13 July 1824–15 Mar. 1886
James Iredell Waddell, captain of the Confederate cruiser Shenandoah, was born in Pittsboro, Chatham County, the son of Francis Nash and Elizabeth Davis Moore Waddell. He was the grandson of Alfred Moore and the great-grandson of Hugh Waddell. Reared by his maternal grandmother, Waddell received his early education at the Hillsborough Academy. In 1841 he obtained an acting midshipman's commission in the navy. Shortly after reporting for duty to Norfolk, Va., Waddell challenged another midshipman to a duel and received a serious leg wound that left him with a limp for the rest of his life.
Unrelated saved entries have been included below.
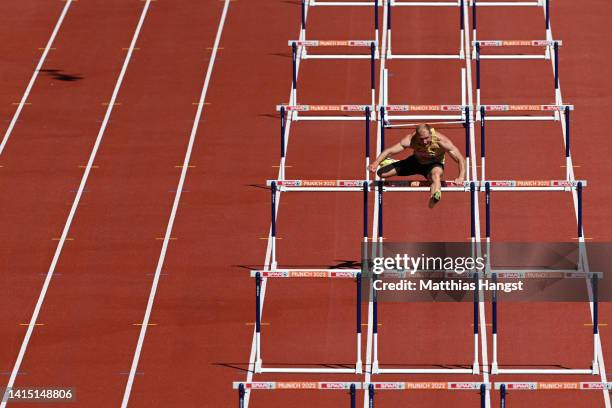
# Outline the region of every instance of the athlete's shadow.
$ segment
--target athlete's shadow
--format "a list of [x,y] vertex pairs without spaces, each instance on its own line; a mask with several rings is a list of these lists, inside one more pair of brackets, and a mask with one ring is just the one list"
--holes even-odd
[[40,72],[43,72],[49,75],[53,79],[56,79],[58,81],[64,81],[64,82],[74,82],[74,81],[80,81],[81,79],[83,79],[83,77],[80,75],[66,74],[62,70],[59,70],[59,69],[41,69]]

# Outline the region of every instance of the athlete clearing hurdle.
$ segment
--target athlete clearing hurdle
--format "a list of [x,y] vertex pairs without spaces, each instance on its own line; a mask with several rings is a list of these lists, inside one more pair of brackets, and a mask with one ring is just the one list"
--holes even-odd
[[[413,150],[413,154],[407,159],[391,159],[392,155],[407,148]],[[381,178],[422,175],[431,182],[429,208],[433,208],[442,198],[441,182],[446,153],[459,165],[459,175],[455,183],[462,184],[465,179],[463,155],[448,137],[437,132],[428,124],[418,125],[414,132],[404,136],[399,143],[383,150],[380,156],[370,164],[370,171],[376,171]]]

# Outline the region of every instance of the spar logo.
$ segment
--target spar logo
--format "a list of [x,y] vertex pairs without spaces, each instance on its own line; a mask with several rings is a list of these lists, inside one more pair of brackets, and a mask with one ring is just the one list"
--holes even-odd
[[289,274],[287,272],[264,272],[264,276],[269,278],[286,278]]
[[345,390],[348,387],[350,387],[350,385],[347,386],[346,383],[321,383],[322,390]]
[[352,278],[353,274],[351,272],[332,272],[331,276],[335,278]]

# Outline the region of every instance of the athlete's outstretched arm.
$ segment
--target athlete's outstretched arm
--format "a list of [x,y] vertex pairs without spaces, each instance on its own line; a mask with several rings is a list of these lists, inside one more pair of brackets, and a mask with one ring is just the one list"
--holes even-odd
[[447,137],[440,138],[440,146],[442,146],[448,155],[459,165],[459,175],[455,179],[455,183],[463,183],[465,181],[465,158],[459,149],[457,149],[457,146]]
[[394,154],[401,153],[404,149],[410,146],[410,140],[412,139],[413,136],[414,136],[414,132],[409,135],[404,136],[404,138],[402,138],[402,140],[400,140],[399,143],[396,143],[393,146],[388,147],[385,150],[383,150],[380,153],[380,155],[376,158],[376,160],[374,160],[370,164],[370,171],[376,171],[378,169],[378,166],[380,165],[380,162],[385,160],[387,157],[391,157]]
In 1846 he served in the Mexican War aboard the Somers in the Gulf of Mexico. Distinguishing himself as a navigator, he was later transferred to Annapolis to take advanced navigation courses.
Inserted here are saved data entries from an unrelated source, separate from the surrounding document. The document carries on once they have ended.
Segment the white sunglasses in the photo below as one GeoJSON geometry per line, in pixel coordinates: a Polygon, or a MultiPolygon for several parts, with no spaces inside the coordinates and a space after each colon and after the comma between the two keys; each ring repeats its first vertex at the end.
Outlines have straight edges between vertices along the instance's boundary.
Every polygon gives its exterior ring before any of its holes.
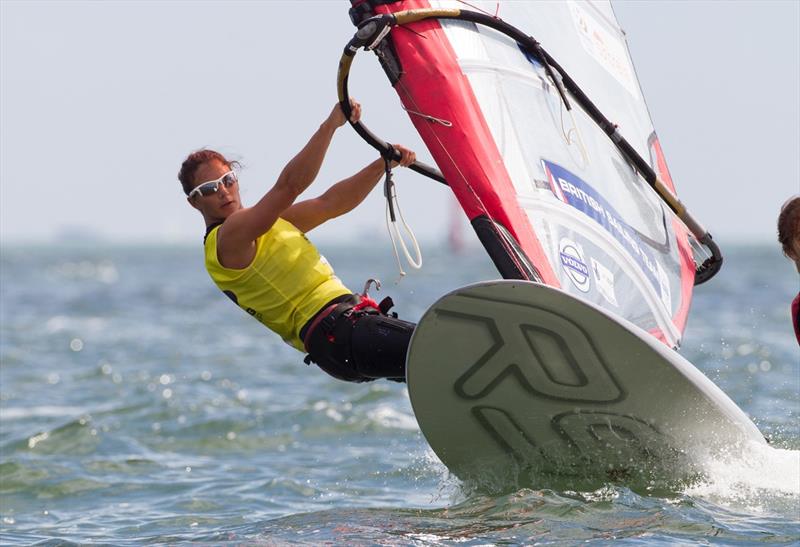
{"type": "Polygon", "coordinates": [[[200,194],[201,196],[210,196],[216,194],[219,191],[220,184],[224,184],[225,188],[230,188],[236,184],[236,181],[238,180],[239,179],[236,177],[236,173],[233,171],[228,171],[218,179],[210,180],[195,186],[194,189],[189,192],[188,198],[192,199],[195,194],[200,194]]]}

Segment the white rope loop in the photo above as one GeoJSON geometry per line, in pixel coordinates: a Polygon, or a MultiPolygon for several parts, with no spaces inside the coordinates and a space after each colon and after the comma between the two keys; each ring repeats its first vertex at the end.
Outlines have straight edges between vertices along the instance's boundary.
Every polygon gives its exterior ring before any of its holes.
{"type": "Polygon", "coordinates": [[[414,230],[411,229],[411,226],[409,226],[408,222],[406,222],[406,219],[403,217],[403,211],[400,209],[400,202],[397,199],[397,188],[394,184],[390,185],[389,195],[386,196],[386,229],[389,232],[389,239],[392,240],[392,250],[394,251],[394,258],[397,261],[397,269],[400,271],[400,277],[402,278],[405,276],[406,272],[403,270],[403,265],[400,261],[400,253],[397,250],[398,241],[400,242],[400,248],[403,250],[403,255],[405,256],[408,265],[415,270],[422,268],[422,250],[420,249],[419,242],[414,235],[414,230]],[[394,221],[391,219],[390,215],[390,202],[391,207],[393,207],[396,212],[394,221]],[[410,239],[416,258],[411,256],[411,252],[406,244],[406,238],[403,237],[403,233],[397,226],[398,218],[400,219],[400,225],[410,239]]]}

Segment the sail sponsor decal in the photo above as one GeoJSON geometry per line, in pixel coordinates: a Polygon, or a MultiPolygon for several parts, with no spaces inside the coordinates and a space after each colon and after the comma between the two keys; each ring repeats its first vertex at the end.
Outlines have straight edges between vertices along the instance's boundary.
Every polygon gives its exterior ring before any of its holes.
{"type": "Polygon", "coordinates": [[[639,99],[639,86],[622,39],[609,32],[605,25],[577,2],[568,2],[568,5],[576,33],[586,53],[635,99],[639,99]]]}
{"type": "Polygon", "coordinates": [[[662,302],[668,302],[669,281],[654,253],[642,241],[638,232],[590,184],[560,165],[547,160],[542,160],[542,164],[553,193],[567,205],[594,220],[617,240],[650,281],[662,302]]]}
{"type": "Polygon", "coordinates": [[[600,261],[594,257],[592,261],[592,273],[594,274],[594,284],[597,291],[605,298],[606,302],[612,306],[619,307],[617,302],[617,292],[614,289],[614,272],[605,267],[600,261]]]}
{"type": "Polygon", "coordinates": [[[558,244],[561,268],[572,281],[572,284],[581,291],[589,292],[591,287],[589,267],[583,258],[583,249],[571,239],[562,238],[558,244]]]}

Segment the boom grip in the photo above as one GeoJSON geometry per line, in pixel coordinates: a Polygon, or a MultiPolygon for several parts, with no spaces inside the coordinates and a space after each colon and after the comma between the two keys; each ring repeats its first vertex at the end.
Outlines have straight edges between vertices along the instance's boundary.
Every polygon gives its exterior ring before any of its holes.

Between 1850 and 1857 Waddell served on the German-town and Release, patrolling the waters around South
America. In 1857 he was again transferred to Annapolis to teach navigation. After visiting Waddell in 1858, Samuel A. Ashe described him as "six feet one inch in height, with a powerful frame weighing more than two hundred pounds." In 1859 Waddell was assigned to duty in the Pacific, where he remained until the Civil War began.At that time he resigned his commission and went to Richmond to join the Confederacy. On 27 Mar. 1862 he was commissioned a lieutenant in the Confederate navy and after one year of service in the South was ordered to Europe. On 19 Oct. 1864 to took command of the Sea King, a British merchant ship that had been purchased by the Confederacy and refitted as a maritime raider. Rechristened the Shenandoah, it set a course for the Pacific with orders to destroy the New England whaling fleet. The Shenandoah was enormously successful, capturing thirty-eight ships and destroying thirty-two, worth $1,772,223.
The cruise of the Shenandoah, which had been a glorious adventure for Waddell and his crew, ended on a note
of tragic irony. On 23 June 1865 they learned from newspaper accounts aboard a captured ship of General Robert E. Lee's surrender at Appomattox the previous April. However, the same dispatches contained Jefferson Davis's Danville proclamation urging the South to fight on. This Waddell and his men proceeded to do. Only in August did they receive definite word that the war was over.Official Union policy had always considered the Confederate cruisers as pirates. Without a government the Shenandoah was most vulnerable to charges of piracy, and Waddell regarded surrender to the United States as impossible. Deciding that their chances were better in Europe, he set a course by way of Cape Horn for Liverpool, 17,000 miles away. On 6 Nov. 1865 the Shenandoah, the last Confederate cruiser and the only one to sail around the world, reached Liverpool and surrendered to the British government.
Remaining in England until adverse public opinion towards him in the United States subsided, Waddell returned in 1875 and took a position as captain of the San Francisco for the Pacific Mail Company. In 1877, while commanding the San Francisco, he struck an uncharted reef, and the ship sank without losing a passenger. Returning to Annapolis, he took command of a small police force that controlled the oyster fleets in the Chesapeake Bay.
Waddell died of a brain disorder and was buried at St. Anne's Church (Episcopal), Annapolis. He was survived by his wife, the former Ann S. Iglehart of Annapolis, whom he had married in 1848. They had no children. Photographs of Waddell are on file at the North Carolina State Archives, Hillsborough Historical Museum, and North Carolina Collection at the University of North Carolina.